Hi my company is The Natural Landscape and I thought I would plant this seed in reference to available snow equipment. I own 19 3 yard loaders, 6 backhoes, 9 large frame skidsteers, 3 truck mounted snowblowers, 4 trucks with bodies up to 50 yards. I also have an extensive subcontractor network. If you or anyone you know can utilize this equipment for snow emergency please contact us @ 508-466-8246 or 855-HAULSNOW

Brian Lewis


----------



## IPLOWSNO (Oct 11, 2008)

I'll let my guys know we maybe going up!!


----------



## IPLOWSNO (Oct 11, 2008)

Can't get the loader there they want 6 grand too truck it there!!!


----------



## tbone (Oct 7, 2005)

Anyone have 19 loaders looking for subcontractors?

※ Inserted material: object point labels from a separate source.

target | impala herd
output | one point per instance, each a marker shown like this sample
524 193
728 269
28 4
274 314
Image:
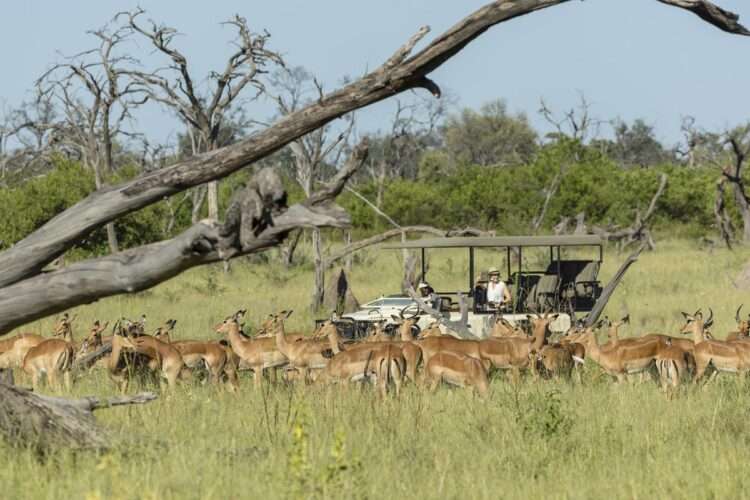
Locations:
426 359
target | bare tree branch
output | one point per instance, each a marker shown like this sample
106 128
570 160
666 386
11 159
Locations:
27 258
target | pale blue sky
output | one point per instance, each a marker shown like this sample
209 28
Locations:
631 58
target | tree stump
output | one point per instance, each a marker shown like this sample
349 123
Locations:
44 423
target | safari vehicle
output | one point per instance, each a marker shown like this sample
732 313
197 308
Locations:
555 283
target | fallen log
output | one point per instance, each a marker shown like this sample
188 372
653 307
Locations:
45 423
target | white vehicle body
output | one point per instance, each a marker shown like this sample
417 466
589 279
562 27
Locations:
385 307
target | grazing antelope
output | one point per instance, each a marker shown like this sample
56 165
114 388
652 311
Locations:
165 358
304 354
257 354
557 360
433 330
503 328
354 364
390 367
456 369
52 357
671 365
723 356
623 359
216 358
516 353
13 350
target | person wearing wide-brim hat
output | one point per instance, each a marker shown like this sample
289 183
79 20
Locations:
497 291
428 293
479 293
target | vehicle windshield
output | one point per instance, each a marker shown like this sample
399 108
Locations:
390 302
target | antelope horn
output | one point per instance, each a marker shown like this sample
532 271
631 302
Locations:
710 319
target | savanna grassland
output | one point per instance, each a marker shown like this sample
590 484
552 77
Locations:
546 439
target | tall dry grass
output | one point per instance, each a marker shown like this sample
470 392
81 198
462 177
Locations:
550 439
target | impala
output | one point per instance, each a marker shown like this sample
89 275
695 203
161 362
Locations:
13 350
165 358
215 356
456 369
671 365
624 359
558 360
516 353
723 356
257 354
52 357
503 328
390 367
743 328
303 354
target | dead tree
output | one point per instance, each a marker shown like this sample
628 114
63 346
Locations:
204 113
44 423
549 193
723 221
412 126
92 123
576 123
738 143
26 139
638 231
293 88
27 294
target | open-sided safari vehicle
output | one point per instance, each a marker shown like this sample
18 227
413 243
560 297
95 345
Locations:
553 283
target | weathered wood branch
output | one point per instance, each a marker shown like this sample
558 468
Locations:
379 238
639 230
722 19
601 303
400 73
45 423
254 223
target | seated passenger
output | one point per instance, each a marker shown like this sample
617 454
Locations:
498 294
479 294
429 295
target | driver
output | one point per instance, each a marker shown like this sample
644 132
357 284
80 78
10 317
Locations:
497 291
429 295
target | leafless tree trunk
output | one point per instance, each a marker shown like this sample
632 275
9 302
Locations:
639 231
738 141
293 88
549 193
91 126
723 221
26 292
204 113
348 259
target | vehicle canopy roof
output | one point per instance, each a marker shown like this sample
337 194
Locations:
501 241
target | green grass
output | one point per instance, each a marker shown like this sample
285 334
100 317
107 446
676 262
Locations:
550 439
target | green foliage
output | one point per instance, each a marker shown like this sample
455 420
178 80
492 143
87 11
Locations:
491 136
507 199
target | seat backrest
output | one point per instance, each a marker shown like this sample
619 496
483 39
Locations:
589 272
548 283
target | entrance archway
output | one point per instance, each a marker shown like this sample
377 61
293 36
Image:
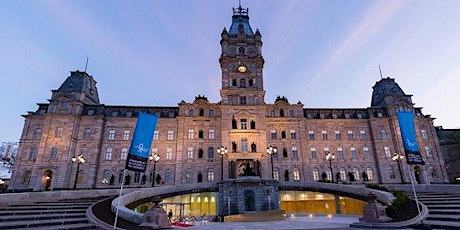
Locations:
418 174
47 177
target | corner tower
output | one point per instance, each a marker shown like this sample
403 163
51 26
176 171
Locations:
241 62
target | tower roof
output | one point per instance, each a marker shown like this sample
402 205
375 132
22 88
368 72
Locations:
240 22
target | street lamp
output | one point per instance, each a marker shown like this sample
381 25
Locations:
330 157
398 158
222 151
79 160
155 158
272 150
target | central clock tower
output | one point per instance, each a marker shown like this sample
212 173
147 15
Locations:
241 62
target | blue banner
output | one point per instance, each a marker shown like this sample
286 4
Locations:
406 125
140 145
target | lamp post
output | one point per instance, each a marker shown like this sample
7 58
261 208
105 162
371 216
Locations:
398 158
222 151
154 158
79 160
330 157
270 151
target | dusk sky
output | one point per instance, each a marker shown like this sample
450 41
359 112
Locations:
156 53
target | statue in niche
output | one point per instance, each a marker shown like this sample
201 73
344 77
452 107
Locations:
253 147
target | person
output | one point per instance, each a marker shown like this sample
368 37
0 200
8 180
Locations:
170 214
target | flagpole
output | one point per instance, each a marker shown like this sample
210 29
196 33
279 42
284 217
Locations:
119 200
415 193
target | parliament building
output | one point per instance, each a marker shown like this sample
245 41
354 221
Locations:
341 145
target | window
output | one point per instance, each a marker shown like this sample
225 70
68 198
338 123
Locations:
190 134
311 135
242 100
387 151
211 175
58 132
190 153
108 154
26 178
424 134
211 134
244 145
168 153
188 175
168 176
273 134
354 153
340 153
120 176
324 134
87 134
37 134
244 123
313 153
170 135
315 175
370 174
124 153
137 177
293 134
338 136
295 153
363 135
350 134
428 151
366 152
296 174
383 134
53 154
276 174
32 154
210 152
111 134
391 172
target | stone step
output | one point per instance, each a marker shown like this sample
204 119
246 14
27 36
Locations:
39 223
443 217
442 224
80 226
4 218
39 212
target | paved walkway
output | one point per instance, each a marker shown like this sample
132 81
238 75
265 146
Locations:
295 222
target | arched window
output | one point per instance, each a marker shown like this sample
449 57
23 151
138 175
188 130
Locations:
210 152
200 153
26 177
283 134
284 152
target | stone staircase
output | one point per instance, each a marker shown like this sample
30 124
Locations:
66 214
443 210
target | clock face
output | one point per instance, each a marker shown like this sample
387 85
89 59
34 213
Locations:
242 69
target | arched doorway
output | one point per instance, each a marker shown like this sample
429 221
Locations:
418 175
46 179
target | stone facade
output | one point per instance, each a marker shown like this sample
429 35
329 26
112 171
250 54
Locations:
188 135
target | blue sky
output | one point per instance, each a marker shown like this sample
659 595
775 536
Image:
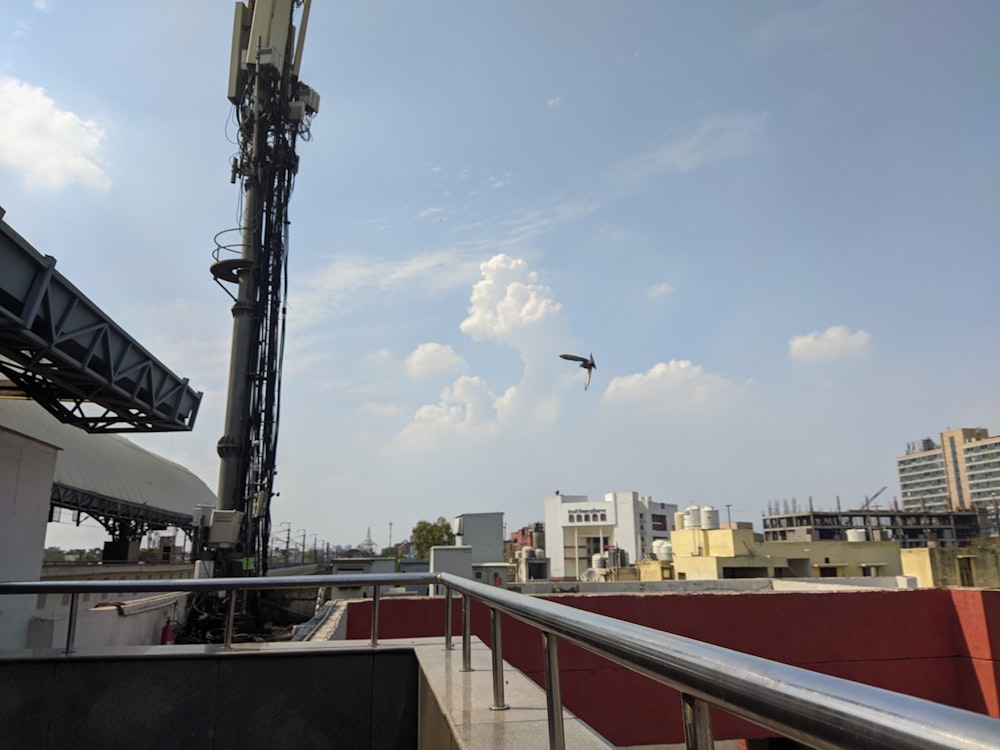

I doubt it, but this guy is? Beware


----------



## beanz27 (Dec 22, 2012)

Well that would have been interesting to read had it not been deleted.


----------



## Sawboy (Dec 18, 2005)

Yeah no kidding. The gauntlet was thrown, and answered! Did anyone see it before it got wiped? Nosey busy body here has to know!


----------



## maxwellp (Feb 16, 2013)

The OP invited the "Not So Happy" to settle things not online.


----------



## tbone (Oct 7, 2005)

This should be a lesson learned on my dollar for all you.If it sounds to good to be true it is.i was promised $225 a hour also travel time. I was never paid.I would like everyone on here to know my experience with this tool! Guantlet thrown.also he never called or respond to any of my phone calls or emails, until I started a post . typical .Don't be fooled.


----------



## The Natural Landscape (Sep 27, 2011)

Tom not everone gives in to a bully. This thread is about work for my equipment, so if you don't have any work for my equipment, I would like you to stop waisting my time. I have chosen to discuss your short comings on your post you just started only because you don't give up. If you want to get together that is fine, otherwise grow up.

Brian


----------



## tbone (Oct 7, 2005)

This should be a lesson learned on my dollar for all you.If it sounds to good to be true it is.i was promised $225 a hour also travel time. I was never paid.I would like everyone on here to know my experience with this tool! Guantlet thrown.also he never called or respond to any of my phone calls or emails, until I started a post . typical .Don't be fooled.


----------